Y S. Juan Pablo II, el Máximo, enseñaba así en la sede de la Unesco: Cultura es “ese plus por el que el hombre ‘es’ más, accede más al ‘ser’... (Disc. en la “Unesco”, París, 2 jun 1980).

Catástrofe es palabra griega que significa que lo que debe estar fijo arriba, lo han precipitado violentamente abajo. Vulgarmente decimos el mundo al revés; y más castizamente, el mundo de cabeza. Los ataques de descivilización que hoy padecemos, a veces con atuendos de filosofía, y otras con careta y tapujos de “política” son, en desnuda realidad, antipolítica, es decir, contra la “polis”, es decir, contra la cultura, es decir, contra el hombre. Es el complejo de Babel (Gn 11 1-9) que hemos expresado en esta seguidilla:

¡Babel, Babel…! Siempre frustrada torre:fue, será y es necio orgullo del hombre.

“La torre del asalto humano al cielo”, escrbe el P. Alonso. Ese asalto no fue causado por una socorrida “pluralidad de culturas”, sino por la humana soberbia de querer negar al Dios Creador, para pretender autoerigirse en dios y hacer dioses a su medida.

El hombre, quiéralo o no, sépalo o no, es imagen de Dios (Gn 1 27), (in imagine sua Creatorem agnoscamus, Tr. in Io. Ev. 23 10), y ocupa y debe ocupar –es su dignidad– su lugar medio, que le corresponde por vocación divina, entre Dios y las demás criaturas: El hombre, negando a Dios, no puede afirmarse a sí mismo. A Deo lapsus, abs te laberis (C 169).

Por ser contra la Cultura, esto es, contra los Trascendentales de la persona, o sea, contra lo Bueno, lo Verdadero y lo Bello, la descivilización es hoy más bárbara y salvaje que la que arrasó el imperio de Roma. ¡Alerta, espíritus! Urge revertir la catástrofe.

Urge volver a Agustín

Que “el primer hombre moderno”, con parejo título –y en el recto sentido de la palabra– es el primer hombre Antimoderno. Así como Agustín traspasó los siglos y fue dialogante genial y esclarecedor para el hombre de la modernidad, así su enseñanza firme y universal, enraizada en la Revelación y la Fe, no puede admitir doctrinas enclenques e inválidas incapaces de responder o salvar al hombre.

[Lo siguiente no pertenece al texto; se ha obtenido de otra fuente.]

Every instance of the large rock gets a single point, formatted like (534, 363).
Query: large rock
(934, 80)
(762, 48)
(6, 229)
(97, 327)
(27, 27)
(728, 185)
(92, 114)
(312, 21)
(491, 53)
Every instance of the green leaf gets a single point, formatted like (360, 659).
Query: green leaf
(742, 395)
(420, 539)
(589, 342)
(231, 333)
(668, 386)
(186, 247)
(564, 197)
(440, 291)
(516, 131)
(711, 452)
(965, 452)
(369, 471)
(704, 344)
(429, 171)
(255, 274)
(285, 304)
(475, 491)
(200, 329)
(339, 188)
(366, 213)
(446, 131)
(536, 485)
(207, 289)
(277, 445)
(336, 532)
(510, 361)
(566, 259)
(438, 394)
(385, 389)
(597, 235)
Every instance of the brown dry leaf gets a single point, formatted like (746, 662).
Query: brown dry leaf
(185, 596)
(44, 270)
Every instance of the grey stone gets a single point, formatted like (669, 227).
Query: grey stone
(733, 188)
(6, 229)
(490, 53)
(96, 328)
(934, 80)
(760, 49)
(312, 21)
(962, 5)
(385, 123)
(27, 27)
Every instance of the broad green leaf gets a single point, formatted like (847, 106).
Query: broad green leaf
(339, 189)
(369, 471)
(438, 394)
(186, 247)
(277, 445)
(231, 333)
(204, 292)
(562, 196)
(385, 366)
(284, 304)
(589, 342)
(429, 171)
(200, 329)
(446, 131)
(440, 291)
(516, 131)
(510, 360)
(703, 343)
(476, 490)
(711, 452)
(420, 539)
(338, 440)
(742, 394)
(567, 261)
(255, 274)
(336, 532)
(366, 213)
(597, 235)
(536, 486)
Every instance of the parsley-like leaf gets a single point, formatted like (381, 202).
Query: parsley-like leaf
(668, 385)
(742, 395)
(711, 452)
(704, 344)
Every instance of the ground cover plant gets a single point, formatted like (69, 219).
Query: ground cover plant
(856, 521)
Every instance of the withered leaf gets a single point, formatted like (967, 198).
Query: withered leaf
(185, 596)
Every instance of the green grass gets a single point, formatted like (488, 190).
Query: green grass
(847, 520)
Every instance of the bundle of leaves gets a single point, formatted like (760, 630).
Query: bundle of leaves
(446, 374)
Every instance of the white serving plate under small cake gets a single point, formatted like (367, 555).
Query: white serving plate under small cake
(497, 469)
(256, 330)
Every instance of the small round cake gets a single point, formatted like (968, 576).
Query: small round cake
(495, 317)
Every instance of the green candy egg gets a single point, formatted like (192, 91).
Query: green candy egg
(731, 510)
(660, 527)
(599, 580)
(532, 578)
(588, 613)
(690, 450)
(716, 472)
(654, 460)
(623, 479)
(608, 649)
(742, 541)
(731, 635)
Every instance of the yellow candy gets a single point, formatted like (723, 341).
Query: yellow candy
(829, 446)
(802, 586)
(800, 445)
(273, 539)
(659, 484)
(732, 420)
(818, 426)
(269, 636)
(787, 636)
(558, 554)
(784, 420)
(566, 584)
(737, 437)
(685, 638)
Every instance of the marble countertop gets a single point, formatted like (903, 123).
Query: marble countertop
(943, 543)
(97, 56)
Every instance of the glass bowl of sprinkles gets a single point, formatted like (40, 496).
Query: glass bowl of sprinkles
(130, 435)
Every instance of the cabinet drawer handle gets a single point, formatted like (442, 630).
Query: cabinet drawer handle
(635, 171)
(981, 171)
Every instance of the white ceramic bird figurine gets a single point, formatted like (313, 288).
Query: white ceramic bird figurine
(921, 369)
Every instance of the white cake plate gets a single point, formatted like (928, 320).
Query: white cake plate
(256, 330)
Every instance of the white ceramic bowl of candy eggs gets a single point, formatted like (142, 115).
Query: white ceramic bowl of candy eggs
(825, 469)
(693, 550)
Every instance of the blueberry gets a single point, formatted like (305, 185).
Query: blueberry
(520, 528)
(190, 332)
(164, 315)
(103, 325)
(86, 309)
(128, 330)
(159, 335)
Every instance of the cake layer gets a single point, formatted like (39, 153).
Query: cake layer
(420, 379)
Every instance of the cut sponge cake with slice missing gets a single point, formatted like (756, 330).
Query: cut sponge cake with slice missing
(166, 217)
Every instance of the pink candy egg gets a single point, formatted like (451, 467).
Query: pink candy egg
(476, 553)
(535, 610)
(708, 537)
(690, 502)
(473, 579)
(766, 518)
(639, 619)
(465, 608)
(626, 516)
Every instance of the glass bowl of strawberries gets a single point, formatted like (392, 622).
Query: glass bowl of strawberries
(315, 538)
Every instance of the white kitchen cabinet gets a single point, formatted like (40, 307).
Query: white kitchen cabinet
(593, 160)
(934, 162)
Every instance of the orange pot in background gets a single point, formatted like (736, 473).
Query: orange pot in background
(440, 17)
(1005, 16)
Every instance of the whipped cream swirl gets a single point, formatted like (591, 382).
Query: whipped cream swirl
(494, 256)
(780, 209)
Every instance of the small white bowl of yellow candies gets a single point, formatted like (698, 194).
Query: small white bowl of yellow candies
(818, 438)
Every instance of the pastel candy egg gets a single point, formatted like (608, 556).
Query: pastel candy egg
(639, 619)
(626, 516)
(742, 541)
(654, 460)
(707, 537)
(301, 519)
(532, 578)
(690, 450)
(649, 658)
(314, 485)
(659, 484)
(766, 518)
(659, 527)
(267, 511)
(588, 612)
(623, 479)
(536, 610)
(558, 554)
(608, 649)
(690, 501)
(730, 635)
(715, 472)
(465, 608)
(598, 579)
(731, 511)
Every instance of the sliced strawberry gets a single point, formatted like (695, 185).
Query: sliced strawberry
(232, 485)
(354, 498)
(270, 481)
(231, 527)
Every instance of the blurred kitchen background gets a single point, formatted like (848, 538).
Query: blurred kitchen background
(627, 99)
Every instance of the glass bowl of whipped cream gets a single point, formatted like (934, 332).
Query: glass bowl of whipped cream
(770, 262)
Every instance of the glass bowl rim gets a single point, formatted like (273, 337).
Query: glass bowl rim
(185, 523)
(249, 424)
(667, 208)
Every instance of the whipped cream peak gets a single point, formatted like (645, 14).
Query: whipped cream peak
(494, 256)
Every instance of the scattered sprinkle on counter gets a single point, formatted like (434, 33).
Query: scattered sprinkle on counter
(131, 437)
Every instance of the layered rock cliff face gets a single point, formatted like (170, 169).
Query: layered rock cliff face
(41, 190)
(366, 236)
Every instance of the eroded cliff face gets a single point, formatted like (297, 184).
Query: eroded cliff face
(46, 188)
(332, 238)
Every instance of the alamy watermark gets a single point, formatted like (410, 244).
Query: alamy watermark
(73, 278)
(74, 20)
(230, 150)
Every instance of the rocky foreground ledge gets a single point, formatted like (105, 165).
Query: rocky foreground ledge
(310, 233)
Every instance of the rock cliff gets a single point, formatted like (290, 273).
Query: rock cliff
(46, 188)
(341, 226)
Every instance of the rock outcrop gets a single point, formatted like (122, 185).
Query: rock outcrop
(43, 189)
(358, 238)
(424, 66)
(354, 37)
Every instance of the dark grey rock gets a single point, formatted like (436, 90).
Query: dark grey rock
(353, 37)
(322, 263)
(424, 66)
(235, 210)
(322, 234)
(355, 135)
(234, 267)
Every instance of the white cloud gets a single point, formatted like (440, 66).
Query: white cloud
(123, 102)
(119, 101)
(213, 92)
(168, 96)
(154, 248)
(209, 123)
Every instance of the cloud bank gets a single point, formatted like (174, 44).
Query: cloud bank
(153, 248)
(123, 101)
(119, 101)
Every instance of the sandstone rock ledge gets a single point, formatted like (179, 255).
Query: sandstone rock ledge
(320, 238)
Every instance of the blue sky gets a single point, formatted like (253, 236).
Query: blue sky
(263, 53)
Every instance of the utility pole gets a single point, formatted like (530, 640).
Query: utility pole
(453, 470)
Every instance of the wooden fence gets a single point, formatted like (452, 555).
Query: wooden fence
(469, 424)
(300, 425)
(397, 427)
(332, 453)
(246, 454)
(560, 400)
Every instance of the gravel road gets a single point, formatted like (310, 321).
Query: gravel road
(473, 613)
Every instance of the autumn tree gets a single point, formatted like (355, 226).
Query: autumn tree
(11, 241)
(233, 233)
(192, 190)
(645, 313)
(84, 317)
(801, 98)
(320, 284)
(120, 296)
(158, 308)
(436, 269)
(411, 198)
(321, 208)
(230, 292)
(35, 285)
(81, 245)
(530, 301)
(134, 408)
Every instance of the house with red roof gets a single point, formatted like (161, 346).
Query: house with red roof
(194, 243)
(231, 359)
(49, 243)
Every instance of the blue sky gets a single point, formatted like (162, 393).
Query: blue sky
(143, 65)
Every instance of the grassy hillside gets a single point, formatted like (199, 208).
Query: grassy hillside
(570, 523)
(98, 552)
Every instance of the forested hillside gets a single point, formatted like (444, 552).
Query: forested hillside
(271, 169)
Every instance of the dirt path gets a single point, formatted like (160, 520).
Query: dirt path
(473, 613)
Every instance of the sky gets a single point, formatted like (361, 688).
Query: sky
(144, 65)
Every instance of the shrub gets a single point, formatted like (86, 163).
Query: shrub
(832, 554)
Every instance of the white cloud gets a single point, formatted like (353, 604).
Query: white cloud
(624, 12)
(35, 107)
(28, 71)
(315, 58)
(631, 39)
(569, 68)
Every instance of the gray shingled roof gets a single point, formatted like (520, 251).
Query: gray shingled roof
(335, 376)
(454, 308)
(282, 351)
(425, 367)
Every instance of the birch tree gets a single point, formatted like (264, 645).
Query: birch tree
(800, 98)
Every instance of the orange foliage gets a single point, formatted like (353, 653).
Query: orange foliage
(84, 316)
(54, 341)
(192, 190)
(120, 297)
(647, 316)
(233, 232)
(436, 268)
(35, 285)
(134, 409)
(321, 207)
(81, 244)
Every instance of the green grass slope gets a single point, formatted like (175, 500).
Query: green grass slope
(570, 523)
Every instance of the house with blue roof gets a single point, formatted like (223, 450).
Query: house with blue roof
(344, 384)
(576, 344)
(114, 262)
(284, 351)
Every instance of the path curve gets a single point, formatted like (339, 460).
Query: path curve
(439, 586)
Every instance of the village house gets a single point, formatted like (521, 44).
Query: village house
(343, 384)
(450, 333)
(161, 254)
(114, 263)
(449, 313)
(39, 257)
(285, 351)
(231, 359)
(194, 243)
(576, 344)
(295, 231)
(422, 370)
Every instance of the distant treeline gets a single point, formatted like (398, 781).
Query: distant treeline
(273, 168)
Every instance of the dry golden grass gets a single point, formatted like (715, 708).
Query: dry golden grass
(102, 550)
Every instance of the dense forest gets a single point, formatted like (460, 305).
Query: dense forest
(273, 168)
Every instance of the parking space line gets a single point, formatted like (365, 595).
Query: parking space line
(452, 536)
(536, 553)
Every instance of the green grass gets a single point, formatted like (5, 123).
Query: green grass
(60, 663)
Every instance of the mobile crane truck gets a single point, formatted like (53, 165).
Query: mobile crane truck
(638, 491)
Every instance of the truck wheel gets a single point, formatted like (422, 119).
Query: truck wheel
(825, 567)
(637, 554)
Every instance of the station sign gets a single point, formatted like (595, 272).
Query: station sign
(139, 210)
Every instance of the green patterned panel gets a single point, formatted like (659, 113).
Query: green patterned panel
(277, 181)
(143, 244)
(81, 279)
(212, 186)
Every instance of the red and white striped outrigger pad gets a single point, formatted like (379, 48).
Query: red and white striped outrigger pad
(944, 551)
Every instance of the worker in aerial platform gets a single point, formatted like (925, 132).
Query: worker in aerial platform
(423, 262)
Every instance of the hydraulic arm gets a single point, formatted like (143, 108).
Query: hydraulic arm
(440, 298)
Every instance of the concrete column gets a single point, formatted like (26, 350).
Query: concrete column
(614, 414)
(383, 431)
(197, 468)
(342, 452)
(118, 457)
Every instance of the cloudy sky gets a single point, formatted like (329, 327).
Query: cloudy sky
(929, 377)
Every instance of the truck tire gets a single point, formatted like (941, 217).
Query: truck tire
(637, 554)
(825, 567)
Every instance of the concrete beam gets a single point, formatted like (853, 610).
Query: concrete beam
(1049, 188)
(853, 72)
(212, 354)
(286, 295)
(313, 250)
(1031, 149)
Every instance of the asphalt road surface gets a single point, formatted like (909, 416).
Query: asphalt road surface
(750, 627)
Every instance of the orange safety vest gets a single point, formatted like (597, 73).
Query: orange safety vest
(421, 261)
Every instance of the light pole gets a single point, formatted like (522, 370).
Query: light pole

Lo diré con el otro moderno-antimoderno del s. XX, el pensador-sentidor, y ya citado Unamuno: “la maladie du siécle… no era ni es otra cosa que la pérdida de la fe en la inmortalidad del alma y en la finalidad humana del universo”. “Y lo que queremos y necesitamos es alma, y alma de bulto y de sustancia” (Del sent trág de la v. Losada, 1966. p. 261-262).

El hombre de razón clara y de corazón limpio debe jurar su compromiso. Agustín, el Maestro, es a la vez el Amigo; la autoridad, el Filósofo y Teólogo de Occidente; su bandera, la Verdad; el texto, la Razón en sus libros; su peso, el Amor. La herencia, su alma, tan preciosa y lúcida, y tan de todos hoy, como lo fue en el Occidente de ayer.

S. Agustín lo hizo: Stat Veritas, dum orbis volvitur. Mientras el mundo, sin brújula, se aloca dando vueltas, en S. Agustín fulgura la Verdad del hombre en todo su esplendor.